EDITOR’S CHOICE IN ENVIRONMENT
While many organisms fall into one of two sexes, others are co-sexual, a version of hermaphroditism that involves having both male and female reproductive organs. Multiple species of brown algae (class Phaeophyceae), for example, have evolved over time from a male/female binary into co-sexual hermaphrodites. Susana Coelho, a biologist at the Max Planck Research Institute for Biology Tübingen in Germany, says that while the ability to “auto-fertilize” results in reduced genetic diversity compared to other mating systems, it can also lessen the pressure to find partners in the vast ocean.
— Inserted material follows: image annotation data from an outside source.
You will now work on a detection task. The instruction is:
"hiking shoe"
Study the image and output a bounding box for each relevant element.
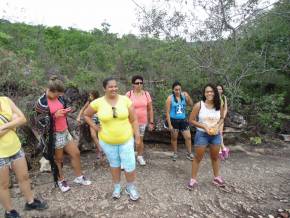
[112,184,122,199]
[74,175,92,185]
[137,156,146,166]
[222,148,230,159]
[212,176,225,187]
[171,153,178,161]
[187,179,198,191]
[24,199,48,210]
[125,185,140,201]
[5,210,21,218]
[57,180,70,192]
[186,152,194,161]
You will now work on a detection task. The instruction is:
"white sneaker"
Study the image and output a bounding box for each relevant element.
[57,180,70,192]
[137,156,146,166]
[74,176,92,185]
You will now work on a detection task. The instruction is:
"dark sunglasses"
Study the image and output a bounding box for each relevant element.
[112,107,118,118]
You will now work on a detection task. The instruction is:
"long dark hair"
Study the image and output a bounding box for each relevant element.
[103,77,116,89]
[172,81,183,103]
[216,84,225,95]
[47,75,64,92]
[202,83,221,111]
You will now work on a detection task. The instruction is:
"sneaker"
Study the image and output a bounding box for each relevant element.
[112,184,122,199]
[171,153,178,161]
[137,156,146,166]
[222,148,230,159]
[219,151,225,160]
[57,180,70,192]
[96,152,102,160]
[24,199,48,210]
[187,179,198,191]
[212,176,225,187]
[5,210,21,218]
[125,185,140,201]
[186,152,194,161]
[74,175,92,185]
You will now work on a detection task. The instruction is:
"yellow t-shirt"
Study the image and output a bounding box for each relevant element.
[0,97,21,158]
[90,95,133,145]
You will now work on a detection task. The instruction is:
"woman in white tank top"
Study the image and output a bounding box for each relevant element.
[187,84,224,190]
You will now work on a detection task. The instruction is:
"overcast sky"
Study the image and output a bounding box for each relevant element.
[0,0,277,35]
[0,0,151,34]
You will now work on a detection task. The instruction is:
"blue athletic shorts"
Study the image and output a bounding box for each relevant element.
[100,138,136,172]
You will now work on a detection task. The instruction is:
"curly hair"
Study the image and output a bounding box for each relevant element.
[131,75,144,84]
[172,80,183,103]
[202,83,221,111]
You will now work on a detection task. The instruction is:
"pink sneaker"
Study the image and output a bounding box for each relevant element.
[219,151,225,160]
[212,176,225,187]
[187,179,197,191]
[222,148,230,159]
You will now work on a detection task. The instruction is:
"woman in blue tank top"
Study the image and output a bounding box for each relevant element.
[166,81,193,161]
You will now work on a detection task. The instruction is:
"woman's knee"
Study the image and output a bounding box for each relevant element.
[194,155,203,163]
[18,172,29,183]
[0,178,9,190]
[70,149,81,159]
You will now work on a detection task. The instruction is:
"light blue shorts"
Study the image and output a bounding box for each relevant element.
[100,138,136,173]
[194,129,222,147]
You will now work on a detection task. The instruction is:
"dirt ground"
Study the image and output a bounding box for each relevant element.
[0,143,290,218]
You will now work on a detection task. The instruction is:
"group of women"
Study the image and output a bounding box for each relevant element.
[0,75,228,217]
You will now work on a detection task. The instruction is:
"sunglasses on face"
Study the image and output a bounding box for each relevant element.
[112,107,118,118]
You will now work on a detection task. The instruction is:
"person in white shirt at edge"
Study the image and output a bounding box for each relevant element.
[187,84,225,190]
[126,75,154,166]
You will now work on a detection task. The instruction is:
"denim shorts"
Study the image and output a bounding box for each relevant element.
[0,148,25,168]
[139,124,147,136]
[100,138,136,172]
[194,129,222,147]
[165,118,189,132]
[53,130,73,149]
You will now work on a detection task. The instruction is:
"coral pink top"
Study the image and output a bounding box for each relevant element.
[47,98,67,132]
[126,90,152,125]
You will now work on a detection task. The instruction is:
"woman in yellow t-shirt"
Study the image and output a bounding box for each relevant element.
[0,97,47,218]
[84,77,140,200]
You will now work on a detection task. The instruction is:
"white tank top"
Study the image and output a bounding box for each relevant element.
[197,101,221,132]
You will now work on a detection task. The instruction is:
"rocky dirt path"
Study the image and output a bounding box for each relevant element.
[0,142,290,218]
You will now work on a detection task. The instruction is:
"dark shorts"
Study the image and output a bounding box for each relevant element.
[170,118,189,132]
[0,148,25,168]
[194,129,222,147]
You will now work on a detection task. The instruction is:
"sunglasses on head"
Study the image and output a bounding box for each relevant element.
[112,107,118,118]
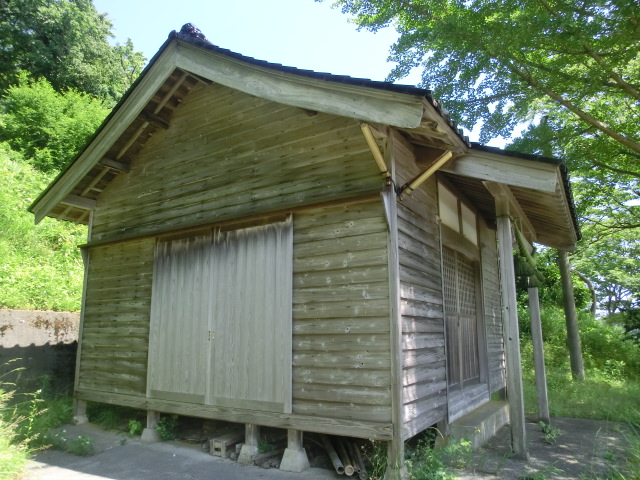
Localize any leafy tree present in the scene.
[0,73,109,172]
[330,0,640,228]
[0,0,145,100]
[0,143,87,311]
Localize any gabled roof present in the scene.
[29,24,578,249]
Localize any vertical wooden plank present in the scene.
[494,194,528,458]
[529,287,550,423]
[73,210,93,424]
[238,423,260,465]
[280,429,311,473]
[382,133,406,480]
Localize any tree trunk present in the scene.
[558,250,584,381]
[573,270,598,317]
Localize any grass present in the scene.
[0,387,30,480]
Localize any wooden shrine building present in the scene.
[30,26,578,477]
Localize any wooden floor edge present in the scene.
[75,390,393,441]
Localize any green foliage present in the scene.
[362,440,387,480]
[0,0,145,103]
[67,435,94,457]
[538,421,562,445]
[0,384,29,480]
[156,415,178,440]
[127,420,144,437]
[330,0,640,320]
[521,306,640,422]
[406,439,473,480]
[0,73,108,172]
[0,144,86,311]
[571,224,640,315]
[0,366,72,480]
[336,0,640,224]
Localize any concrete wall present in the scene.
[0,309,80,392]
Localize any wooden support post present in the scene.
[529,287,550,423]
[238,423,260,465]
[73,398,89,425]
[140,410,162,443]
[280,430,310,473]
[492,187,529,460]
[382,133,407,480]
[558,250,584,382]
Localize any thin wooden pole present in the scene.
[558,250,584,381]
[529,287,550,423]
[496,196,529,459]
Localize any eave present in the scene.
[29,27,579,250]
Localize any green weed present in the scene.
[156,415,178,440]
[127,420,144,437]
[538,421,562,445]
[0,384,30,480]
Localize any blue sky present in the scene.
[93,0,490,142]
[93,0,419,84]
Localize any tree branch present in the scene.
[591,160,640,178]
[502,56,640,153]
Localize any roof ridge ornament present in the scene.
[180,23,208,41]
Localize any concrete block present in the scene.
[449,401,509,450]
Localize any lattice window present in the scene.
[442,247,480,388]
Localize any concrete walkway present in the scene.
[25,424,338,480]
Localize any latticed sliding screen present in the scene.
[443,247,480,388]
[148,217,293,413]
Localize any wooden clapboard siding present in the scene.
[92,84,381,241]
[77,239,155,396]
[393,131,447,439]
[480,220,506,392]
[293,199,391,422]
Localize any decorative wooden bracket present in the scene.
[360,123,391,179]
[396,150,453,197]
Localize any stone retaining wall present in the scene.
[0,309,80,393]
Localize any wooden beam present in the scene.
[383,132,405,480]
[360,123,391,178]
[98,157,131,173]
[75,389,393,440]
[442,150,558,193]
[482,182,537,246]
[398,150,453,195]
[495,189,529,459]
[176,41,423,128]
[29,44,176,223]
[61,195,96,210]
[140,110,171,130]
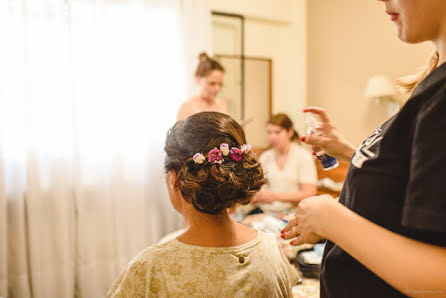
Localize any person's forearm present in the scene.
[321,205,446,297]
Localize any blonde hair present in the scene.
[397,50,440,96]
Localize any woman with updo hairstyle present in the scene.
[177,53,228,120]
[108,112,298,297]
[253,113,317,211]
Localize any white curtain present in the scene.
[0,0,210,298]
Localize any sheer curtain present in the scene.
[0,0,210,298]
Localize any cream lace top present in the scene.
[108,231,298,298]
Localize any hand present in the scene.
[252,190,277,204]
[282,195,342,245]
[301,107,355,161]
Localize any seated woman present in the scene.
[253,114,317,211]
[108,112,298,297]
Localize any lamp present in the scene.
[365,75,400,116]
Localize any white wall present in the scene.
[210,0,307,132]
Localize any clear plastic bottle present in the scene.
[304,112,339,170]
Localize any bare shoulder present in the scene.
[177,98,194,121]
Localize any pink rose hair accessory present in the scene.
[229,147,243,162]
[192,143,252,164]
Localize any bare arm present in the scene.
[301,107,355,161]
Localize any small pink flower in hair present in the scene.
[192,153,206,164]
[241,144,251,155]
[230,147,243,162]
[208,148,223,163]
[220,143,229,156]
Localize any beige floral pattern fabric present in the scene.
[108,231,298,298]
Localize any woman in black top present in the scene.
[282,0,446,298]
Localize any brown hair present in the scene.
[267,113,300,143]
[397,50,440,96]
[164,112,266,214]
[195,53,225,78]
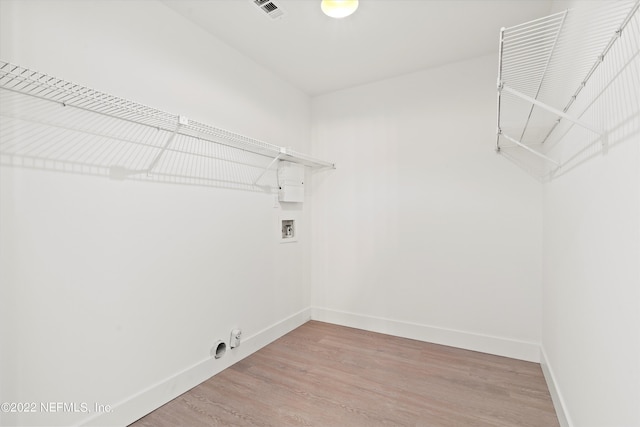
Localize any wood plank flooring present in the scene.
[132,321,559,427]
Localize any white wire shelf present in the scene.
[0,61,335,191]
[496,0,640,180]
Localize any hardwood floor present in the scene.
[132,321,559,427]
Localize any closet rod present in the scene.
[0,61,335,173]
[542,0,640,144]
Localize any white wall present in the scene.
[542,1,640,427]
[0,0,310,425]
[312,55,542,360]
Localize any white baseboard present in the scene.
[80,308,311,426]
[540,346,573,427]
[311,307,540,363]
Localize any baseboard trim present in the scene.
[540,346,573,427]
[311,307,540,363]
[80,308,311,426]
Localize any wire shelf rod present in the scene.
[520,11,567,141]
[505,11,564,34]
[543,0,640,142]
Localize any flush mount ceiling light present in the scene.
[320,0,358,18]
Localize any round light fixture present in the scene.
[320,0,358,18]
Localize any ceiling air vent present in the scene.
[253,0,284,19]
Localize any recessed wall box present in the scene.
[278,216,298,243]
[278,160,304,203]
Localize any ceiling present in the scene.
[164,0,551,96]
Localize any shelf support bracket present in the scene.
[253,148,287,185]
[146,116,189,175]
[498,131,560,167]
[500,84,604,136]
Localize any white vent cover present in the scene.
[252,0,284,19]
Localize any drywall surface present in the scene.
[542,2,640,427]
[312,55,542,360]
[0,0,310,426]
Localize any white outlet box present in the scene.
[278,213,299,243]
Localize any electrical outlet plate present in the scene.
[278,212,300,243]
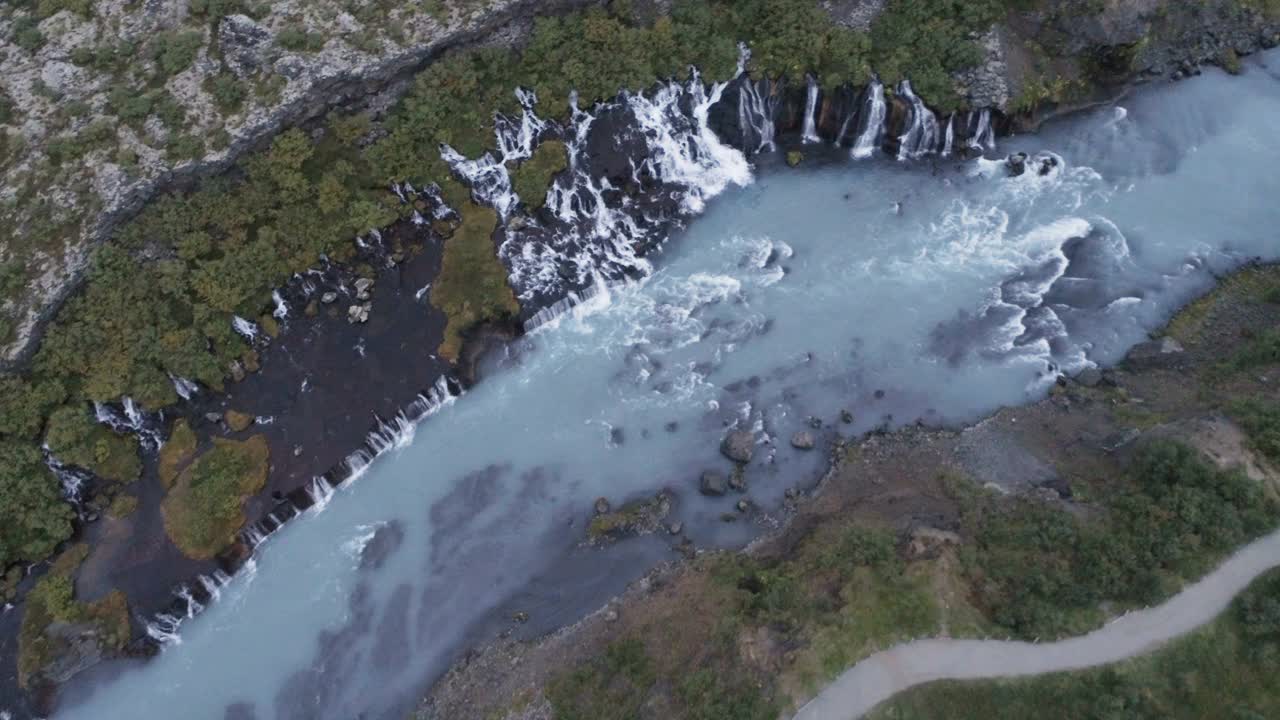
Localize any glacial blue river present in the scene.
[56,54,1280,720]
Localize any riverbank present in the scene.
[417,260,1280,719]
[875,563,1280,720]
[2,2,1280,712]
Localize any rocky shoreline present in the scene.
[0,3,1274,707]
[413,260,1280,720]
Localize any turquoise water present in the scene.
[56,55,1280,720]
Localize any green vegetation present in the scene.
[156,419,196,489]
[18,544,129,687]
[0,441,73,568]
[548,525,942,720]
[0,0,1111,576]
[275,27,324,53]
[511,140,568,210]
[160,436,268,560]
[961,441,1280,639]
[870,571,1280,720]
[431,205,520,360]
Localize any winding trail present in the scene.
[795,530,1280,720]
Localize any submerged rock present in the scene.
[347,302,371,324]
[698,470,727,497]
[586,491,672,543]
[1075,368,1102,387]
[721,430,755,462]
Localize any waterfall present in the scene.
[169,373,200,400]
[736,44,780,154]
[897,79,938,160]
[493,87,547,163]
[969,108,996,152]
[271,290,289,320]
[800,74,822,145]
[499,69,751,316]
[850,77,884,159]
[232,315,260,345]
[93,396,164,450]
[41,445,93,507]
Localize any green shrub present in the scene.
[275,27,324,53]
[45,405,142,483]
[205,73,247,113]
[36,0,93,19]
[151,31,205,79]
[160,436,268,560]
[10,15,45,53]
[1231,400,1280,462]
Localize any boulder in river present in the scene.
[1075,368,1102,387]
[721,430,755,462]
[698,470,728,497]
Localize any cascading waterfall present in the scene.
[897,79,938,160]
[93,396,164,450]
[735,44,781,154]
[969,108,996,152]
[41,445,93,507]
[837,77,886,159]
[440,88,547,219]
[271,290,289,320]
[232,315,261,345]
[800,74,822,145]
[488,64,751,313]
[146,375,462,647]
[169,373,200,400]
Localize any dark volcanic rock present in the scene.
[698,470,728,497]
[721,430,755,462]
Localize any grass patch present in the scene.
[431,205,520,361]
[548,525,940,720]
[960,441,1280,641]
[1165,265,1280,346]
[156,418,196,489]
[45,405,142,483]
[870,571,1280,720]
[18,543,129,688]
[1230,398,1280,462]
[160,436,269,560]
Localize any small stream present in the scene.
[55,50,1280,720]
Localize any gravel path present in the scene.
[796,530,1280,720]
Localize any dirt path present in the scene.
[795,530,1280,720]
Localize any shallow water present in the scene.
[56,55,1280,720]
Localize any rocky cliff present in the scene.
[0,0,596,364]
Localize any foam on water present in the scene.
[59,54,1280,720]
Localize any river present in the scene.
[55,50,1280,720]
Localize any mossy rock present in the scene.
[223,410,253,433]
[156,419,196,489]
[160,436,270,560]
[18,543,129,688]
[431,204,520,361]
[511,140,568,210]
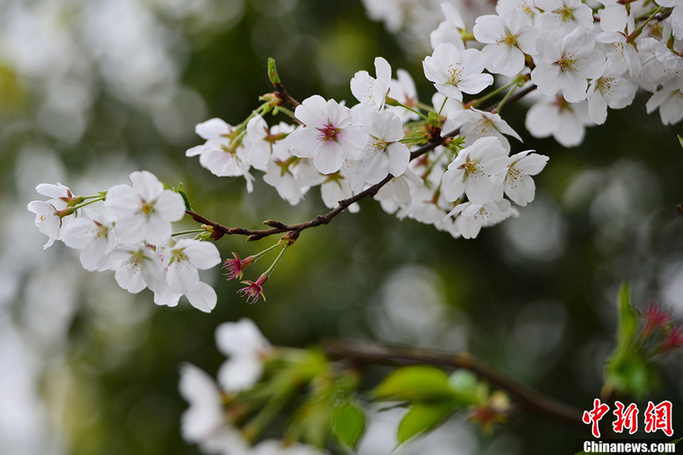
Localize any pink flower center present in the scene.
[318,123,341,142]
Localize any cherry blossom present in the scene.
[288,95,367,174]
[443,137,507,204]
[185,118,254,192]
[216,318,272,392]
[524,95,594,147]
[104,171,185,244]
[531,27,605,103]
[62,209,117,271]
[472,10,539,77]
[351,57,391,109]
[504,150,548,206]
[645,77,683,125]
[454,108,522,151]
[536,0,593,35]
[108,242,164,294]
[448,199,518,239]
[587,61,638,125]
[422,43,493,101]
[179,363,250,454]
[356,112,410,185]
[27,199,67,249]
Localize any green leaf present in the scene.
[448,369,489,406]
[605,281,657,397]
[268,58,281,85]
[371,365,453,401]
[398,400,459,444]
[617,281,638,351]
[332,400,365,450]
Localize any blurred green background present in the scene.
[0,0,683,455]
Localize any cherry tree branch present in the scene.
[322,340,585,428]
[185,79,536,241]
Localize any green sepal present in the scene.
[268,57,282,85]
[603,281,657,397]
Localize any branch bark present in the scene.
[322,340,585,428]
To understand how brown algae switched to hermaphroditism, Coelho and her team studied eight algal species: four that are co-sexual and four closely related species that have retained two sexes. The researchers used RNA-seq to compare gene expression in each species, finding that hermaphrodites shared more sex-biased genes—genes that are typically expressed differently between the sexes—with females than with males, indicating that females most likely made the transition to co-sexuality. “It was quite cool . . . to see that it was always the female [that] acquired the male function,” Coelho says. The team also found that, as species transitioned, each appeared to experience similar shifts in gene expression. Sixty-one percent of orthologous genes shared across all eight species—sex-biased or not—showed similar changes in patterns of expression in the co-sexual species compared with the binary species.
This was the most interesting result, says Hisayoshi Nozaki, a biologist at the University of Tokyo who was not involved in the study, noting that this research is the first to examine the genetics of the transition to hermaphroditism in these algae. He adds that a “further, fruitful” step would be to do whole-genome sequencing to learn more about how the seaweeds’ sex chromosomes have changed.
G.G. Cossard et al., “Selection drives convergent gene expression changes during transitions to co-sexuality in haploid sexual systems,” Nat Ecol Evol, 6:579–89, 2022.